Hélène, une ancienne infirmière, qui ne peut plus exercer son métier depuis l'attentat, donne son sentiment : "C'est une forme de neutralité, de respect par rapport au premier jugement". Elle ajoute : "j'espère que, pendant la détention, ils pourront retourner dans leur for intérieur, faire leur examen de conscience".

Stéphanie Abier-Rougeron, avocate niçoise qui suit 50 familles et principalement les préjudices subis par les enfants, trouve ce verdict "correct": "l'acquittement je n'y croyais pas, mais peut-être une peine plus légère pour Ghraieb".

Chafroud en pleurs après le verdict

À Paris, la salle était pleine également. Pas de cris de joie comme en première instance, mais une forme de soulagement générale également. Chokri Chafroud est en pleurs après l'annonce du verdict. Des images qui n'ont pas été vues à Nice. Il n'avait pas voulu s'exprimer quand le président lui a donné la parole le matin même.

Certains ressortent, ébranlés par l'attitude des accusés. C'est le cas d'Anne Murris, qui a perdu sa fille lors de l'attentat. Elle est très émue : "Chafroud en pleurs... je suis en train de me demander s'il est responsable de cette tragédie".
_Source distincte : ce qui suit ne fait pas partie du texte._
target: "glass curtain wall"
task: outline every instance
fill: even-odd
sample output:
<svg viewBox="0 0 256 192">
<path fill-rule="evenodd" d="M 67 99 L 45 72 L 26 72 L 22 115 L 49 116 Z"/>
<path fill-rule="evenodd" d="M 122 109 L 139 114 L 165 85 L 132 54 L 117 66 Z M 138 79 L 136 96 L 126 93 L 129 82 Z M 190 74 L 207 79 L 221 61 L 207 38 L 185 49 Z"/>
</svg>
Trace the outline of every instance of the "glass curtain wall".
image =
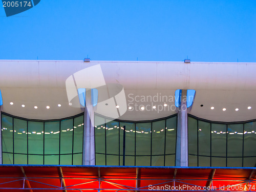
<svg viewBox="0 0 256 192">
<path fill-rule="evenodd" d="M 2 113 L 3 163 L 81 165 L 83 115 L 53 121 Z"/>
<path fill-rule="evenodd" d="M 95 122 L 99 125 L 95 127 L 96 165 L 175 165 L 177 115 L 152 121 L 110 122 L 95 115 Z"/>
<path fill-rule="evenodd" d="M 254 167 L 256 121 L 218 122 L 188 118 L 188 166 Z"/>
</svg>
L'avocat de Mohamed Ghraeib, Vincent Brengarth, précise que son client est "anéanti" par ce verdict. "Cela donne l'impression d'un procès pour rien", lâche-t-il.

Réaction du maire de Nice

Le maire de Nice (Horizons), Christian Estrosi, a réagi par un communiqué de presse après l'annonce de la confirmation des peines des deux accusés : "Je sais qu’aucune condamnation ne saurait soulager la grande souffrance des victimes de cette tragédie. J’espère toutefois que cette décision leur permettra de faire un pas de plus sur le chemin de la résilience. Je tiens également à saluer la dignité du déroulement de ce procès, le travail des magistrats de la Cour et du Parquet ainsi que le courage des parties civiles".

Procès sur la sécurité

Et après le verdict ? La procédure judiciaire est-elle terminée ? Pas du tout.
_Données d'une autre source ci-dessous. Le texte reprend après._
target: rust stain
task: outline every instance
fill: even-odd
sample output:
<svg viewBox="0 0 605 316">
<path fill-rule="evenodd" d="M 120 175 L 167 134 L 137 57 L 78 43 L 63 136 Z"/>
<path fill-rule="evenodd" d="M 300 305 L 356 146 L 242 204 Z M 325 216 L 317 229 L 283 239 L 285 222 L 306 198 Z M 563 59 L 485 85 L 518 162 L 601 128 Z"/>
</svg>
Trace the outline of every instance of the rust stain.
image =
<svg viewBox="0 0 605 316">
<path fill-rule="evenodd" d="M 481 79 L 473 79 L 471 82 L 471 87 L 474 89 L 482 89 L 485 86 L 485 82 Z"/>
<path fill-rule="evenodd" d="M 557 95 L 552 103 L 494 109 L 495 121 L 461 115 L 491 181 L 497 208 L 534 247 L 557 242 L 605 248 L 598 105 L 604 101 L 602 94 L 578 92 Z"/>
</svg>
Didier Matrat, secrétaire général de l'association "Life for Nice" attend maintenant le procès pour la sécurité dont l'enquête a été délocalisée à Marseille. Tout comme Célia Viale, partie civile. L'instruction n'est pas terminée, aucune date n'a encore été avancée.
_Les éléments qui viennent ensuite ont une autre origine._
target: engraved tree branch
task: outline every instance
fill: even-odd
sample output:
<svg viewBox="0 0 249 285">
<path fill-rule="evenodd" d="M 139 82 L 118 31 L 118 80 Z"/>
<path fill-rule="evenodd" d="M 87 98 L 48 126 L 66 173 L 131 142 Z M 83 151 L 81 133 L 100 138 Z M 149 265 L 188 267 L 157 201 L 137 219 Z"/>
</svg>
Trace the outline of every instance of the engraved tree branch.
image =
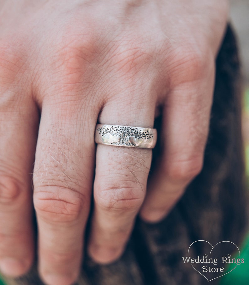
<svg viewBox="0 0 249 285">
<path fill-rule="evenodd" d="M 98 128 L 97 131 L 102 136 L 107 134 L 117 136 L 119 137 L 117 141 L 112 143 L 112 144 L 117 145 L 125 145 L 135 146 L 135 145 L 130 141 L 131 137 L 145 140 L 151 139 L 153 135 L 148 130 L 144 131 L 137 128 L 123 126 L 104 126 Z"/>
</svg>

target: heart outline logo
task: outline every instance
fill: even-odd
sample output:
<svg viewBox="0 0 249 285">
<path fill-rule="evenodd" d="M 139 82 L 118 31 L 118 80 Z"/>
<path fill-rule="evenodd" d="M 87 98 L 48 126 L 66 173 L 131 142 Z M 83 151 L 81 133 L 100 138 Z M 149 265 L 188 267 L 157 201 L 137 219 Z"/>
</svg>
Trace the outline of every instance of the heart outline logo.
<svg viewBox="0 0 249 285">
<path fill-rule="evenodd" d="M 230 243 L 232 244 L 234 244 L 237 248 L 238 249 L 238 250 L 239 251 L 239 256 L 240 256 L 240 251 L 239 248 L 237 246 L 237 245 L 236 245 L 235 244 L 232 242 L 231 241 L 229 241 L 228 240 L 224 240 L 224 241 L 220 241 L 220 242 L 217 243 L 216 244 L 215 244 L 213 246 L 213 245 L 212 244 L 211 244 L 208 241 L 207 241 L 206 240 L 196 240 L 193 243 L 192 243 L 190 244 L 190 245 L 189 246 L 189 247 L 188 248 L 188 253 L 189 252 L 189 249 L 190 249 L 190 248 L 191 247 L 191 246 L 193 244 L 194 244 L 195 243 L 197 242 L 199 242 L 199 241 L 205 242 L 206 243 L 207 243 L 208 244 L 209 244 L 211 246 L 212 246 L 212 249 L 210 251 L 210 253 L 209 253 L 209 254 L 211 254 L 211 253 L 212 252 L 212 250 L 213 250 L 213 249 L 214 249 L 214 248 L 215 248 L 215 247 L 217 244 L 220 244 L 221 243 Z M 224 276 L 224 275 L 226 275 L 227 274 L 228 274 L 229 273 L 230 273 L 230 272 L 231 272 L 231 271 L 232 271 L 233 270 L 234 270 L 234 269 L 235 269 L 235 268 L 237 267 L 237 265 L 236 265 L 231 270 L 230 270 L 230 271 L 229 271 L 228 272 L 227 272 L 226 273 L 225 273 L 225 274 L 223 274 L 222 275 L 220 275 L 220 276 L 218 276 L 217 277 L 215 277 L 215 278 L 213 278 L 213 279 L 211 279 L 210 280 L 209 280 L 208 279 L 208 278 L 206 277 L 206 276 L 204 276 L 204 275 L 203 275 L 203 274 L 202 274 L 201 273 L 201 272 L 200 272 L 200 271 L 199 271 L 199 270 L 198 270 L 194 267 L 194 266 L 193 266 L 193 265 L 191 264 L 191 266 L 192 266 L 192 267 L 193 267 L 193 268 L 194 268 L 194 269 L 195 270 L 196 270 L 197 271 L 197 272 L 198 272 L 201 275 L 202 275 L 202 276 L 203 276 L 204 277 L 207 279 L 207 281 L 209 282 L 210 281 L 212 281 L 212 280 L 214 280 L 215 279 L 216 279 L 217 278 L 219 278 L 220 277 L 221 277 L 222 276 Z"/>
</svg>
Vers un pourvoi en Cour de cassation ?

Le président l'a bien précisé à la fin du verdict : les deux accusés ont cinq jours pour former un pourvoi en cassation.

L'avocat de Mohamed Ghraieb a annoncé qu'il allait peut-être le faire, celui de Chokri Chafroud l'envisage également. Un troisième procès n'est donc pas à exclure. Ce serait une épreuve de plus pour les parties civiles.